You have some ambivalence about having a child. You think about how scary it felt to be a small child and to hear your parents fighting. You say to yourself, it will be different for me; we don’t fight! You’ve been married for a few years, you and your husband are simpatico, and you’re anxious to get your family started.


And then, there you are, excited and happy to be pregnant. But, as you time goes on, there are some worries gnawing at you. And the worries seem to intrude more and more on your everyday thoughts; at night, your mind takes on a life of its own. You are concerned about what type of parent you will be, you feel as if you’ve no concrete training in this monumental endeavor. You lay awake at night wondering if you are too selfish to be a mom. After all, you have been working in the corporate world for many years. You wonder if you can sort through all the information about babies and parenting. Which products are safe? It’s awful to hear about the contaminants in plastics , and your baby will be using those things!


As you wonder about what type of parent you will be, maybe flashbacks from your childhood are suddenly making an appearance, things you have not thought about in a long time. The sound of your father’s loud voice, the ugly scenes that occurred after he’d been drinking, the feeling of hiding under your bed as the house reeled with anger. You try to push these thoughts away, but you are not successful. Why are they coming back now, you think angrily.


Current research does not show a clear picture of all the factors as to why women suffer from perinatal mood disorders. It seems that a convergence of biological, psychological and social – biopsychosocial – factors play a role in the intensification of anxiety and mood disorders during the childbearing year. Click here for a detailed list of risk factors. In other words, it is likely that past personal issues, hormonal changes and stressors from your current situation can create a vulnerability to mood disorders in the childbearing year.

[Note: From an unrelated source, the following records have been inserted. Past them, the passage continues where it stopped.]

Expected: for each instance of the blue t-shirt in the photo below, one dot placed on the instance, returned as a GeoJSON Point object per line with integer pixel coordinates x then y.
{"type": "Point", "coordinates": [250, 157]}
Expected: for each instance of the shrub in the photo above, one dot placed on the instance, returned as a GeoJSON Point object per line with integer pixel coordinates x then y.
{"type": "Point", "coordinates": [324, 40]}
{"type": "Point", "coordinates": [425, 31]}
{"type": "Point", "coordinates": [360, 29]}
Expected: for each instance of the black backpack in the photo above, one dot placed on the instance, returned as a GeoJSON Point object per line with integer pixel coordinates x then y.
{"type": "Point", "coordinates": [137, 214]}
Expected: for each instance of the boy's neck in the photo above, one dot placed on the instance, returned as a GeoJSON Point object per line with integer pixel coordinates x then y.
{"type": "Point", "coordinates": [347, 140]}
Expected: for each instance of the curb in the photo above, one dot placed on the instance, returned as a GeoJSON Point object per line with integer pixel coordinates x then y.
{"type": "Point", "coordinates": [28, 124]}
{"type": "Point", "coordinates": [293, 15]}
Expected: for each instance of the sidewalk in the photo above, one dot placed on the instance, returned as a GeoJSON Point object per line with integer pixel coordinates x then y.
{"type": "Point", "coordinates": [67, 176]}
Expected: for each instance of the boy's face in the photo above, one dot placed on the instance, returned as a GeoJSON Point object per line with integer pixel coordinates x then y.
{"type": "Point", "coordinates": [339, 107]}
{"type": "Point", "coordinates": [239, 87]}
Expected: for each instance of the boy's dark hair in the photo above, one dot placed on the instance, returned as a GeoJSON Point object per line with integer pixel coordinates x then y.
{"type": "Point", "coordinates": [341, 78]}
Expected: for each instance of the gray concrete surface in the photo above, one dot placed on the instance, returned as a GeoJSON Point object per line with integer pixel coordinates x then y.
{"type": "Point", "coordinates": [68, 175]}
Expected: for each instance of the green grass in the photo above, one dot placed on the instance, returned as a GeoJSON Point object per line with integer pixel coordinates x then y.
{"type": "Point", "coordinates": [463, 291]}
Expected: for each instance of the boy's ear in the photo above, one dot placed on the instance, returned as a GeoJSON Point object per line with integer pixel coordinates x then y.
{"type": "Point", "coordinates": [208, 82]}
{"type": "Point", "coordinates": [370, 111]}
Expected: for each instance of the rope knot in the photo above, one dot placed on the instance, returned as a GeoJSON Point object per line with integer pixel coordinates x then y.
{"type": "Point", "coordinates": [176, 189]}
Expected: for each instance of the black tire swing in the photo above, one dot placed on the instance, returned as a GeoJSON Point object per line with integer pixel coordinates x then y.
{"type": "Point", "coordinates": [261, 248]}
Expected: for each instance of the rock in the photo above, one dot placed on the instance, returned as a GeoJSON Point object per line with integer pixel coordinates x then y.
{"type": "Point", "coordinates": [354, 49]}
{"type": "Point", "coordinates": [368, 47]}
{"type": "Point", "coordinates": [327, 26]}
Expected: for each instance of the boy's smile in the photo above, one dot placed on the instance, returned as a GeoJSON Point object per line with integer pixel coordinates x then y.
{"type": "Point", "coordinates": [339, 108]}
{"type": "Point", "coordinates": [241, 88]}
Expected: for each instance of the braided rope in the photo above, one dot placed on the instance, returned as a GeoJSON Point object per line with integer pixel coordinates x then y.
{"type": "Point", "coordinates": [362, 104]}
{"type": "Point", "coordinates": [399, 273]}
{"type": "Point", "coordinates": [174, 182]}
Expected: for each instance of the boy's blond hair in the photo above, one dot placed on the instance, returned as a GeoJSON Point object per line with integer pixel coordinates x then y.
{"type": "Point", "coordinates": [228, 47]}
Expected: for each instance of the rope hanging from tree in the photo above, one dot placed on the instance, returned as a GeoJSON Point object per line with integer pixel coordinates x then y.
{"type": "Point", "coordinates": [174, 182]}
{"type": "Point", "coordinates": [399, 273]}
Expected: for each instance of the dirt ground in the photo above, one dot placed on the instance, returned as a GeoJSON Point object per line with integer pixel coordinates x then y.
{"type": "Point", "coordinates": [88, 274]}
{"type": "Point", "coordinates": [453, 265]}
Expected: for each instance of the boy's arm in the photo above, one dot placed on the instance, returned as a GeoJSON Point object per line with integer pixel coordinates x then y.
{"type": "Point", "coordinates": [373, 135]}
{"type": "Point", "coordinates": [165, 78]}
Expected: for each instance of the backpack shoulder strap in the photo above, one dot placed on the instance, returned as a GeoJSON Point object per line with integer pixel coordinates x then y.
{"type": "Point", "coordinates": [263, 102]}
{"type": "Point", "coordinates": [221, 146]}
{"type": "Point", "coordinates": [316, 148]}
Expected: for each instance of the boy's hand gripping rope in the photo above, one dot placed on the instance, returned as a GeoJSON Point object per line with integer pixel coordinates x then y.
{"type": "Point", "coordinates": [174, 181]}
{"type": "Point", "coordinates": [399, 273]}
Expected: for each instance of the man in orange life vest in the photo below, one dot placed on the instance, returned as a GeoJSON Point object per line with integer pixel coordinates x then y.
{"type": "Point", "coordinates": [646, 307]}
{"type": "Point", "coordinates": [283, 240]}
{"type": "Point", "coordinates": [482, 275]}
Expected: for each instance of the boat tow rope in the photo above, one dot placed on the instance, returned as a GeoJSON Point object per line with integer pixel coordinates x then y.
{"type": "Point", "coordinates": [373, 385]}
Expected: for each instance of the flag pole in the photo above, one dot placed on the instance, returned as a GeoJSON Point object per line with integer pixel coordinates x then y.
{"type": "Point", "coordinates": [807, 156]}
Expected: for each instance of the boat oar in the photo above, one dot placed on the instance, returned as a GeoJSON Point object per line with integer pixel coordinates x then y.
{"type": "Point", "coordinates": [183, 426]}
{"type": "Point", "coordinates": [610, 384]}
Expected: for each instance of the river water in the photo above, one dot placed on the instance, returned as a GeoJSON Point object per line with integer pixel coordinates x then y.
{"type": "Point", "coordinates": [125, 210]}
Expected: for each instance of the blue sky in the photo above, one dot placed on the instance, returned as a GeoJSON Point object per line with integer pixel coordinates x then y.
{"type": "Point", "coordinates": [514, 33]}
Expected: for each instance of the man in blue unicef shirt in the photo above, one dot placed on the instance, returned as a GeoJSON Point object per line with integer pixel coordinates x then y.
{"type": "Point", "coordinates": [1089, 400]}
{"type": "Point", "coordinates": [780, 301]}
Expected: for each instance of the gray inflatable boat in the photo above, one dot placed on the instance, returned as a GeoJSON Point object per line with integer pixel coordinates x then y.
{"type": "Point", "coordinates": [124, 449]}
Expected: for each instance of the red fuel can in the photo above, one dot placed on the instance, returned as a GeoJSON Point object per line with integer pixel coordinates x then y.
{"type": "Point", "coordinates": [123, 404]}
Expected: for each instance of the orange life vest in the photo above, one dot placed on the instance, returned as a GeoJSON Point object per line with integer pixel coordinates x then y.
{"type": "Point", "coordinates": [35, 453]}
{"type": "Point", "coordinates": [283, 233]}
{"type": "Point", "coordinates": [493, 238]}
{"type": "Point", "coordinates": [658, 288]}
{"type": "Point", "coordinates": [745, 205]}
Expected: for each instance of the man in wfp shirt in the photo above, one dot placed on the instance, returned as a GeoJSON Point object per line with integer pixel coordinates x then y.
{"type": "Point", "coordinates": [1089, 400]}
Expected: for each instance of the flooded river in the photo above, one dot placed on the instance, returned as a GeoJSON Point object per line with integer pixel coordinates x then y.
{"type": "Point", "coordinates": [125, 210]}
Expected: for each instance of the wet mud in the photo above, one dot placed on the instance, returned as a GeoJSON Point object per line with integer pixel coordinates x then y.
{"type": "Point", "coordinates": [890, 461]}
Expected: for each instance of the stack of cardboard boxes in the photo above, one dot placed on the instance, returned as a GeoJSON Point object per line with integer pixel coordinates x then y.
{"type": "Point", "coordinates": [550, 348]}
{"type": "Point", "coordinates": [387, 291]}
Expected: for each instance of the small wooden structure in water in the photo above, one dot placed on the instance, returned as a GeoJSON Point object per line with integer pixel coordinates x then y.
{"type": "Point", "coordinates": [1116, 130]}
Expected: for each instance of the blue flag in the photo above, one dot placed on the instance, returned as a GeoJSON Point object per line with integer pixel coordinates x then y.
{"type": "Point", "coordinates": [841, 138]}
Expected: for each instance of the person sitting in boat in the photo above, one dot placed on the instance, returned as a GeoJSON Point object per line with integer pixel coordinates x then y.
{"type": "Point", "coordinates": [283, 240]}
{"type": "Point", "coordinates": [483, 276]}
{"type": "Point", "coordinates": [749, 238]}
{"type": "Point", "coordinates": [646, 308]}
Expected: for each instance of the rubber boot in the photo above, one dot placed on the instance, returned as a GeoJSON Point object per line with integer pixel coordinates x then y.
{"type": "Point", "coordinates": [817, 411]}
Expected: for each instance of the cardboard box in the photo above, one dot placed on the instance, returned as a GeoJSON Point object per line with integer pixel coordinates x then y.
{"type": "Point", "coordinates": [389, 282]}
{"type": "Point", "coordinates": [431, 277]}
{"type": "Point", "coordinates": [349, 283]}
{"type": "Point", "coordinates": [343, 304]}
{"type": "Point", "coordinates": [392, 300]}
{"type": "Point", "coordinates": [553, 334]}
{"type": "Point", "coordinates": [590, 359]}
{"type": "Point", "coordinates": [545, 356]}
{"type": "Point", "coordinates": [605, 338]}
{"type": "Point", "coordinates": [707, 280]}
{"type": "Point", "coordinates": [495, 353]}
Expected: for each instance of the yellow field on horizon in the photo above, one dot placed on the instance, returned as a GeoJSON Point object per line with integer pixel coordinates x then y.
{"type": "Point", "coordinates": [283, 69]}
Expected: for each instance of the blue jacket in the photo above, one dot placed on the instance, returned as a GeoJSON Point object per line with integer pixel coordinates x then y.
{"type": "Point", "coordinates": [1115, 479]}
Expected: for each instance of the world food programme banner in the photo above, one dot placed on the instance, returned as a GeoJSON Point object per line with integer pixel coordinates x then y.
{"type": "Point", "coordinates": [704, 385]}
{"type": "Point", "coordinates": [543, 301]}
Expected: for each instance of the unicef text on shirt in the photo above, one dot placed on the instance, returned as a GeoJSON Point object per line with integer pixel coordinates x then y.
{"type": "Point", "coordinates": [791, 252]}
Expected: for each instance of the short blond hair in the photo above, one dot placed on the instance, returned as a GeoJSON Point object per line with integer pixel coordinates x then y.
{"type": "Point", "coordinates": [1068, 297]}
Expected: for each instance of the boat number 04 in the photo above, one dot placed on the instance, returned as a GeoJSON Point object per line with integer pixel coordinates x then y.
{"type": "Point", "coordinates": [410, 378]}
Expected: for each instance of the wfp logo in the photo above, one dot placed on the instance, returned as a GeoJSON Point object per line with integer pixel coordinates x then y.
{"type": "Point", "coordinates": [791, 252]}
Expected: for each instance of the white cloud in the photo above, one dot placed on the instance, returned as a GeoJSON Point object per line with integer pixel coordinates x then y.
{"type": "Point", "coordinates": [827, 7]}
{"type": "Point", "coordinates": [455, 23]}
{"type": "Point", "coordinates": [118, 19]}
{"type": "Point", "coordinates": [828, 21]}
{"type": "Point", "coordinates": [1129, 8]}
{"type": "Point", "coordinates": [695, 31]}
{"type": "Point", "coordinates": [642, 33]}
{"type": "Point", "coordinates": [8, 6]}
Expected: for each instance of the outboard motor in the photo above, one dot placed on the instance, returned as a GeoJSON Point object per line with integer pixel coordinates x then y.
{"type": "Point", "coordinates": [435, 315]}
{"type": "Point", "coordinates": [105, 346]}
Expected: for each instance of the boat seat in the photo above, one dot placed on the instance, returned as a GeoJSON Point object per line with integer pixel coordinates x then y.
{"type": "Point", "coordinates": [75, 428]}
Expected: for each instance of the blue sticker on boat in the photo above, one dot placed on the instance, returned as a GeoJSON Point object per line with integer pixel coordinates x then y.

Some self-help ways to manage anxiety is to practice relaxation every day for 20 minutes a day. Relaxation is an acquired skill. You can catch small pockets of stress-reduction time during the day and just breathe quietly and calmly. But it is a real treat to yourself if you go to a quiet place, relax your body, picture your baby happily ensconced in your womb and let yourself breathe easy, slow breaths.


If you need some help relaxing, downloading or creating your own MP3 track of guided imagery is a nice option. Studies show that just eight weeks of relaxation practice makes huge difference in anxiety levels. An easy prenatal yoga practice is another great stress reducer. Expressive journaling can help relieve stress. It is also wise to set up a postpartum support plan, so you will have help after the baby comes. It is a good idea to budget some funds for some postpartum help. I have created the BirthTouch® Postpartum Plan Form, which you can see here, with lots of good supportive self-care measures you can incorporate into your birth plan. Remember a good postpartum doula can help you get some sleep, which will help you have a balanced emotional state. Click here for an article about postpartum doulas. Having a plan will give you and your family an agreed upon blueprint to follow when you are not feeling well.


If you are experiencing extreme anxiety that intrudes on your life, panic attacks, or unpleasant flashbacks, then see your doctor immediately. S/he can determine if you need medication. Get a referral to a good therapist. Befrienders Worldwide is a great referral resource. So is Postpartum Support International.